Nel continente africano, gli abusi sulle minori sono molteplici: dalle bambine di strada nella Repubblica democratica in Congo, alle vittime di violenze domestiche in Sudafrica o alle mutilazioni genitali in Costa d’Avorio. Ma restano sempre poco denunciati. Il corpo femminile è territorio di scontro e bottino di guerra nel ritorno di visioni arcaiche che squassano il Medioriente e l’Africa: bambine decapitate o usate come bombe, violentate e asservite dal Califfato aumentano le cifre dell’orrore.

In India, stupri e violenze hanno lasciato una scia di sangue nel corso dell’anno. Il rapporto pubblicato dal National Crime Records Bureau per il 2013 (il più recente monitoraggio governativo) mostra che la maggioranza delle aggressioni è avvenuta a New Dehli e il numero è in aumento da cinque anni: dal 9,2% di tutti i crimini commessi nel 2009, all’11,2% di quelli commessi nel 2013. Il Madhya Pradesh, al centro dell’India, registra il record di denunce per stupro, e il Bengala Occidentale (a Est) ha quello della schiavitù sessuale. Nell’Uttar Pradesh (Nord), lo stato più popolato, si è registrato il maggior numero di sequestri e di assassinii legati alla dote. Il rapporto mostra che il 70% delle violenze sulle donne ha luogo nelle 53 città più grandi. Le città a forte componente di immigrati sono quelle più colpite, come nel caso di New Delhi. Nelle zone rurali la situazione è più occultata ma altrettanto drammatica.
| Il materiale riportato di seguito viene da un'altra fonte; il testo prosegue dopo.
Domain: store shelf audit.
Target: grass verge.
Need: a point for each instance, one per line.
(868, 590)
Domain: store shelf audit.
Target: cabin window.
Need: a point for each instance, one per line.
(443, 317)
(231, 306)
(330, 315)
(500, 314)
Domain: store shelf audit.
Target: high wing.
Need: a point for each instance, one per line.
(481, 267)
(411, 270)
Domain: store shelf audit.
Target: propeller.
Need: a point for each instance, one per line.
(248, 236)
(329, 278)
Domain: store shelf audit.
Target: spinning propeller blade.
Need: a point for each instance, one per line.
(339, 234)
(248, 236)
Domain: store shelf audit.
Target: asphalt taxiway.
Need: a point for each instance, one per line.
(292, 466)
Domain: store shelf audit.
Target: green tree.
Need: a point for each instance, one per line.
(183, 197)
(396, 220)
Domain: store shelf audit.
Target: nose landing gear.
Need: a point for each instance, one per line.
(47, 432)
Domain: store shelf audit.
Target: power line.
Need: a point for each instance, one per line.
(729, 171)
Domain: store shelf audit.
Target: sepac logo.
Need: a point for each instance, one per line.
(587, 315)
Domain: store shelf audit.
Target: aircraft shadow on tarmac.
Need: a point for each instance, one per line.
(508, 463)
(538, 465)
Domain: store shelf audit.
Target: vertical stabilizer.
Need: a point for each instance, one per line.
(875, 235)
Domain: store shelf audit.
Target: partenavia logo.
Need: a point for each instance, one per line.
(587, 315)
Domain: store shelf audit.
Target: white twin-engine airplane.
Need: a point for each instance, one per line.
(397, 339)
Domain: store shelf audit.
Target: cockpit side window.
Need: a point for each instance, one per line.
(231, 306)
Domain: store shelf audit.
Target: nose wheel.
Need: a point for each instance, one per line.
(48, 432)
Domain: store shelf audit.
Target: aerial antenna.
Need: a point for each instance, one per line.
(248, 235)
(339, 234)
«Non una di meno», gridano le donne argentine. «Se toccano una, toccano tutte», manifestano le uruguayane. L’anno scorso, le cifre fornite dalla Cepal sul femminicidio mostrano che nel continente la violenza di genere è sempre un problema bruciante. Secondo le organizzazioni per i diritti umani, in Argentina muore una donna ogni 30 ore a causa della violenza dei maschi. Dal 2012, sono state aumentate le pene per il femminicidio. Le donne chiedono, però, che la tematica sia inclusa nei contenuti educativi a tutti i livelli Ma con il ritorno della destra, la prospettiva si allontana. In Uruguay, per il 25 novembre il governo dovrebbe presentare un progetto per caratterizzare come delitto il femminicidio. Una legge simile è già stata approvata a marzo in Brasile. «Sradicare il maschilismo è compito di tutti», manifestano le giovani comuniste cilene per spingere il parlamento a discutere la legge sulla depenalizzazione dell’aborto.
Dal 2007, la normativa venezuelana protegge le donne da 19 tipologie di violenza tra cui la violenza economica e patrimoniale esercitata dal coniuge o dal convivente. A novembre del 2014, la legge sul Diritto delle donne a una vita libera da violenza è stata ulteriormente riformata e ora vengono delineati 2 tipologie di violenza in più, «femminicidio» e «induzione al suicidio».